Сара вспомнила эпизод далекого детства, давным-давно помещенный в рамочку с соответствующей улыбочкой. Ей шесть лет. Соседский малыш — он для нее малыш, потому что ему всего пять — прильнул к ней под толстым деревом во дворе, в кроне которого устроено импровизированное обиталище. Толстый карапуз под толстым деревом лепечет, что он влюблен в Мэри Темплтон. Обнимает Сару, только что прислюнявил липкий поцелуй к ее щеке и пропыхтел обязательное «Я люблю тебя». Распаленная его объятиями, поцелуем и этим «Я люблю тебя», растворенная в любви к нему, Сара внушает мелкому негодяю, что нельзя ему любить Мэри Темплтон, что Мэри слишком старая для него, что нужно любить ее, Сару. А он упорно твердит, что любит Мэри. Ее распирает ощущение несправедливости происходящего. Он только что поцеловал ее, сказал, что ее любит, он обхватил ее пухлыми ручонками, и тут же… Мэри Темплтон, конечно, недосягаема, она раз в неделю ходит в балетную школу, ей целых девять лет. Разумеется, как существо женского пола, Сара должна бы понимать, что малыш неизбежно обречен любить Мэри, ибо Мэри для него недосягаема. Сара соблазняет его совместной жизнью в древесной кроне, в раю над их головами. Она планирует стащить из кладовки сыр и ветчину, а из шкафа под лестницей старое пуховое одеяло. Малыш колеблется, его прельщает домик на дереве, но Мэри Темплтон все-таки перевешивает.
Этот эпизод, словно замороженный ископаемый мамонтеныш, долгие годы забытый в вечной мерзлоте, наполнил Сару тогдашними эмоциями. Она обожала пухлого маленького негодяя с его мягкими темными кудряшками и большими голубыми глазами. Его влажный поцелуй и это «Я люблю тебя» полностью затопили ее. Она не могла постичь, как ее можно не любить. Но он предпочел ей менту о Мэри Темплтон. Давным — давно, под деревом в несуществующем более саду, снесенном бульдозерами под новые постройки, пережила она отчаяние несчастной детской любви. Так она и списала ее когда-то, как детскую, не заслуживающую внимания.
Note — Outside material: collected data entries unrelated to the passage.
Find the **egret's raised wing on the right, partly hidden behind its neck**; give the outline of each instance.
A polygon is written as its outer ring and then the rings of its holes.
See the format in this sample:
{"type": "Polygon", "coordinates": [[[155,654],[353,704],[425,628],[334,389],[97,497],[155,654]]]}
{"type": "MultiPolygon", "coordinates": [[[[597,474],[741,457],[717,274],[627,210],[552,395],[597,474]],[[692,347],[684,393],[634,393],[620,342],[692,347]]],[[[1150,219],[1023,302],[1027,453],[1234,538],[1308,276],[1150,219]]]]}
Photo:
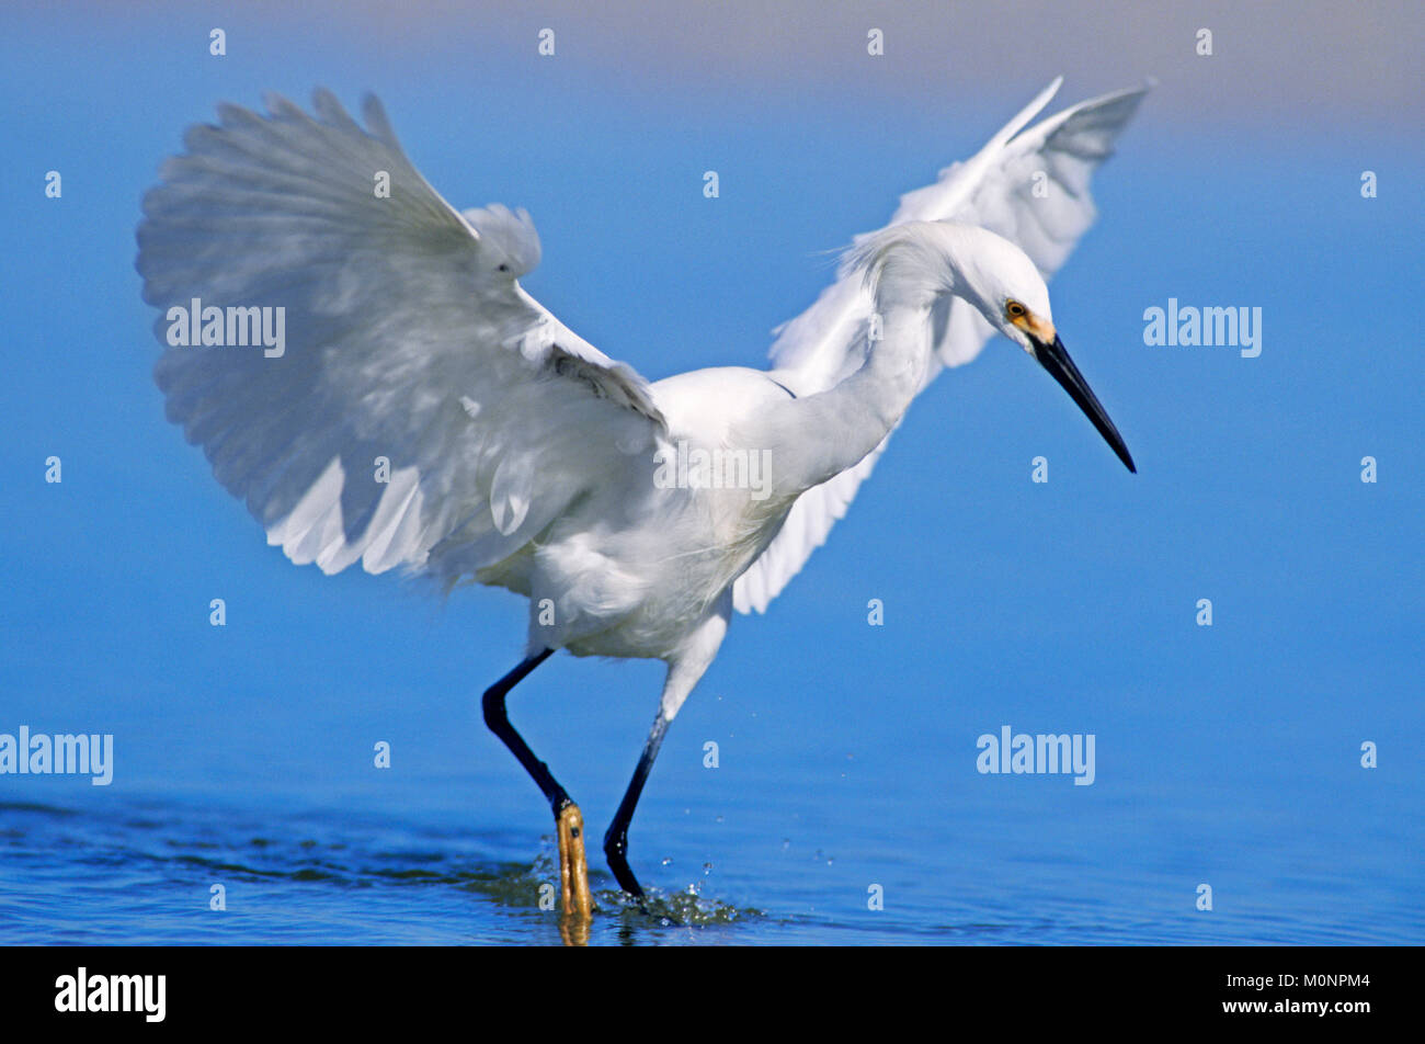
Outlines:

К ней прибыл Билл. И с ним Молли, Мэри Форд, Сэнди Грирс, осветитель. Конечно, реконструировала Сара, ощущая, как спину ее полосуют горячие ножи, конечно, Билл и Молли живут в одном/ lотеле. А Сэнди? Крепкий молодой человек, способный, симпатичный, здоровый, недавнее приобретение труппы в связи с потребностями «Жюли Вэрон», ею за нехваткой времени почти незамеченный. Возможно, он пригласил актеров к себе домой на ланч, а после ланча некоторые направились в номер Билла, а тут Сара любезно пригласила Билла к себе. Мэри Форд как-то вписалась в эту группу, к которой она, Сара, никаким боком не принадлежала, они ей как будто снились, исчезнут, как только проснется. В сознании ее запечатлелся кадр в рамке, ими не замеченный: смеющийся Билл, стоящий в ее гостиной, рука на бедре, два свежих женских тела, развернутых к нему, изнывающих от желания, на лицах надежда, ожидание. Гм, и Мэри Форд… Интересно. Сэнди разрушил кадр, плюхнулся в кресло, показал на приколотый к двери рисунок Жюли:
— Домой из дома.
И вот они уже товарищи по театру, но лишь внешне, ибо Сара как будто осталась на другом берегу, исключенная, наблюдающая издали. Она видит, как Билл исходит улыбками и взглядами, как томятся женщины, не в силах оторвать от него взгляда. Как, впрочем, и она сама. А он — сияющий самец, что-то вроде оленя, лося, что ли. В памяти всплывает библейская сцена: женщины, одуревшие от присутствия прекрасного Иосифа, ранят руки фруктовыми ножами, не соображая, что творят, себя не сознавая; сцена, интерпретированная Томасом Манном, в тысячах вариантов реинтерпретированная жизнью, сцена с той же замедленной подводной подоплекой, что и эротические сны.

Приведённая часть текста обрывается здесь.